WD-40 Corrosion Inhibiting Spray
I purchased it at Home Depot for $12, which is a bit expensive, but if it works, it'll be totally worth it.  All you do is spray it on and wipe off the excess.  Tee nice thing is that it doesn't leave an oily residue after it dries, so chips easily vacuum off.  Any metal surfaces that I didn't grease got treated with that, and so far no rusting, but we'll see how it holds up in a years time.

Anyhow, back to the lathe.  I made the little cover for the apron out of a thin piece of polycarbonate I had lying around.  I just traced the outline of the gears onto the plastic, cut it with aviation shears, and then mounted it by drilling and tapping a hole for an M3 screw in the apron. (See photo below)  The gears rub on the plastic a bit, but it works fine for me.

Custom plastic chip guard

Since installing the chip guard, I have had no problem with the gears jamming.

After this I greased up the ways and reassembled the whole machine.

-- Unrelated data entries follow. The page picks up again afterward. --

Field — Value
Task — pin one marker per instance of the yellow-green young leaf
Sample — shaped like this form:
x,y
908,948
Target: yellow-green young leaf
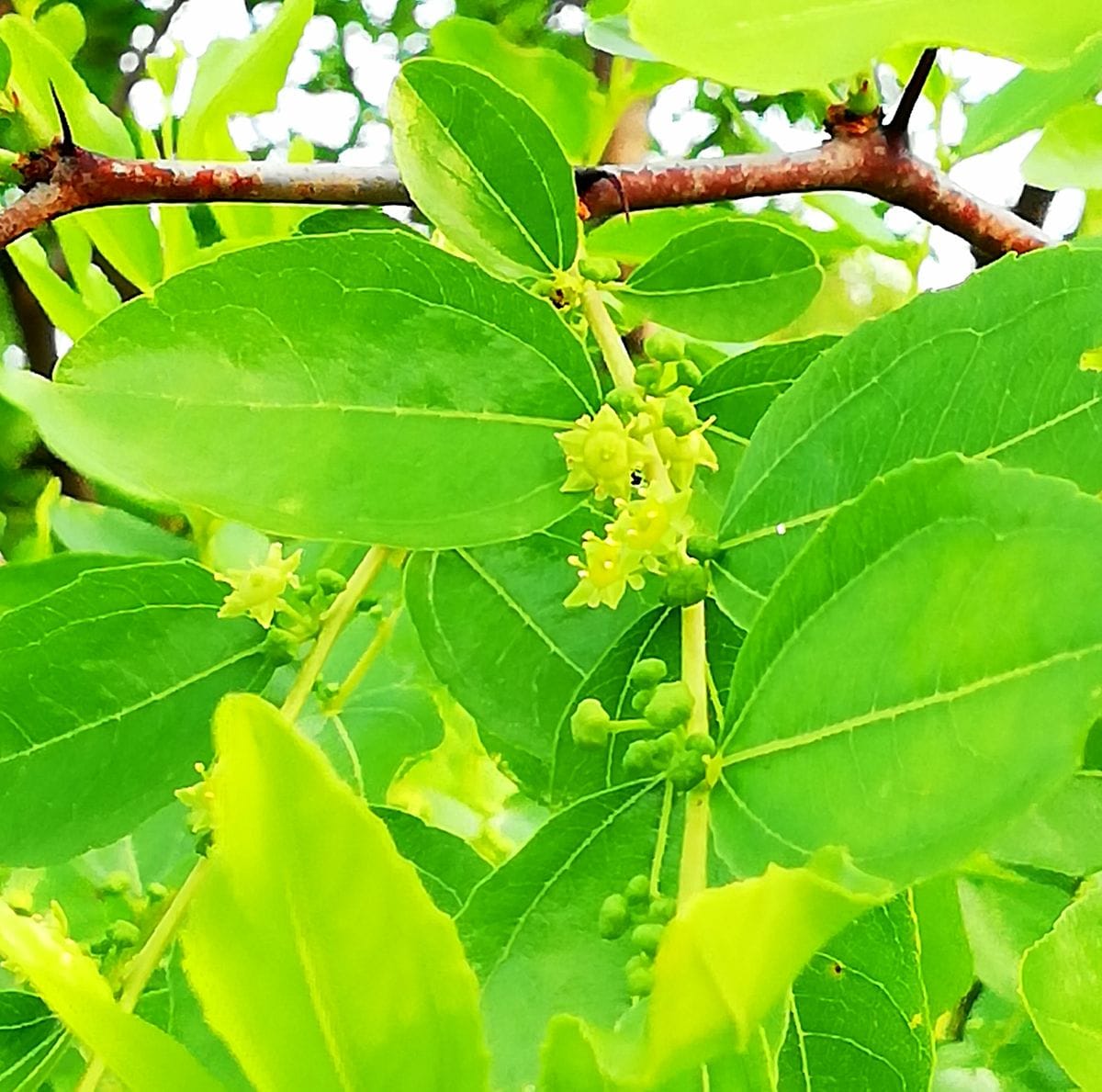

I was able to turn 2.25 in. 6061 aluminum without making any other adjustments to the machine, and still get a decent surface finish.  It was chatter-y, but I didn't feel like dealing with adjusting the gibs yet.

First chips, turning 2.25 inch aluminum

So that was my first few days with the mini-lathe.  That was back the first week of January, and I have used the machine almost every day since then. I am extremely happy with it.  For a "My First" lathe I couldn't ask for more.  It is low cost, a convenient size, and infinitely upgradable.  It has been an excellent machine to learn on, and learn about.  Overall, I am extremely pleased, but I will add that I bought the machine with the knowledge that it would have its issues, and wouldn't be perfect right out of the box.  If you want a lathe that is a perfect machine right out of the box that you will never have to touch, tweak, or fix, this is not the machine for you.  It will have some issues, and they will need to be fixed, but if you are accepting of this, you will not be disappointed.

Since this post is already getting pretty long, I'll end it here.  I'll be writing more posts over the next few days about the upgrades I have already done, and the problems/solutions I have had the lathe so far.